Last week, in a particularly loathsome financial nadir, I spent five long days in Camden, NJ hustling on a big story.

If you're not familiar with Camden, it's just across a bridge from Philadelphia and it often ranks at or near the top of the most crime-ridden cities in America. It has eclipsed Detroit as the U.S. city with the most murders per capita.

It was into this impoverished backdrop that I drove my broke-ass. I woke up Friday morning ebuliant because it was payday, and I finally had money again. Unbeknownst to me, an unfortunate collision of elements -- Citibank, State Farm and the IRS -- resulted in there being a block on my bank account. Despite my morning's boasts of renewed solvency, my sweet and cautious fiancee (who knows what she's marrying into, right?) insisted on sending me out the door with all the bills in her wallet; a pair of twenties.

"Take this with you just in case there's an emergency," she said.

"I'll be fine," I protested. She wasn't swayed.

My heart sank when a succession of cash machines and gas pumps in Camden declined my debit card. I dialed my bank and found out that  -- like an international terrorist -- all my assets were still frozen. I spent the morning draining my cell phone battery, pleading with the bank, all to no avail. Suddenly I realized that I was in the middle of dangerous Camden, I had no money of my own, and my gas tank was empty. Shit, I thought, I'm going to have to use that emergency cash just to get out of here. 

A ramshackle gas station sat next to the pothole-pocked roadway, between burned-out and boarded-up buildings. I drove up. In New Jersey every gas station is full service; drivers aren't allowed to pump their own gas, only station attendants. A guy walked from the pumps over to my open driver's side window and asked, "how much you want?"

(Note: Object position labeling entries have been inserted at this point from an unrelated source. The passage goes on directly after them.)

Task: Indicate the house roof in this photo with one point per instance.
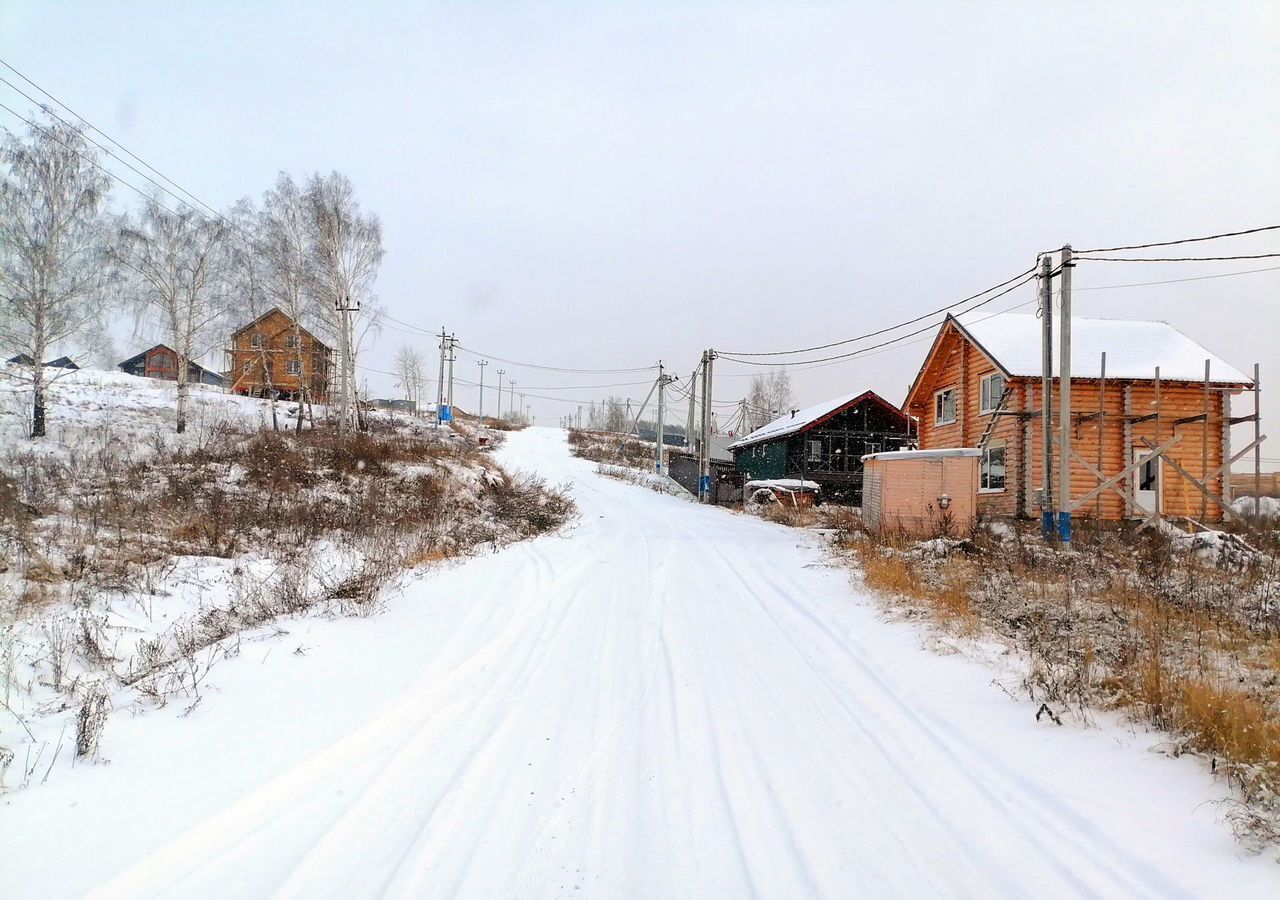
(272, 311)
(810, 416)
(1133, 348)
(1011, 341)
(137, 357)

Normally, I pay for gas with my bank card. This time I had to use cash. I used my shoulder to hold my phone to my ear and I dug into my pocket for the money. I took out one of the two twenty dollar bills and handed it to the guy.

"Twenty of regular please," I told him.

I turned my attention back to my phone, where I was haranguing with a bank supervisor. Out of the corner of my eye I watched the guy break into a sprint. He dashed into the passenger seat of a waiting sedan with tinted windows. The door slammed and the car zoomed off down the street. My jaw and shoulders fell.

An elderly gas station attendant sitting on a lawn chair next to the pumps turned and looked at me.

"What did you give him the money for?" the old timer asked. "He doesn't even work here."

Gas pump in Camden, NJ


(Epilogue: The last $20 got me home. The bank finally released my money. The fiancee was unfazed. And the story I worked on ran on the front page of the New York Times.)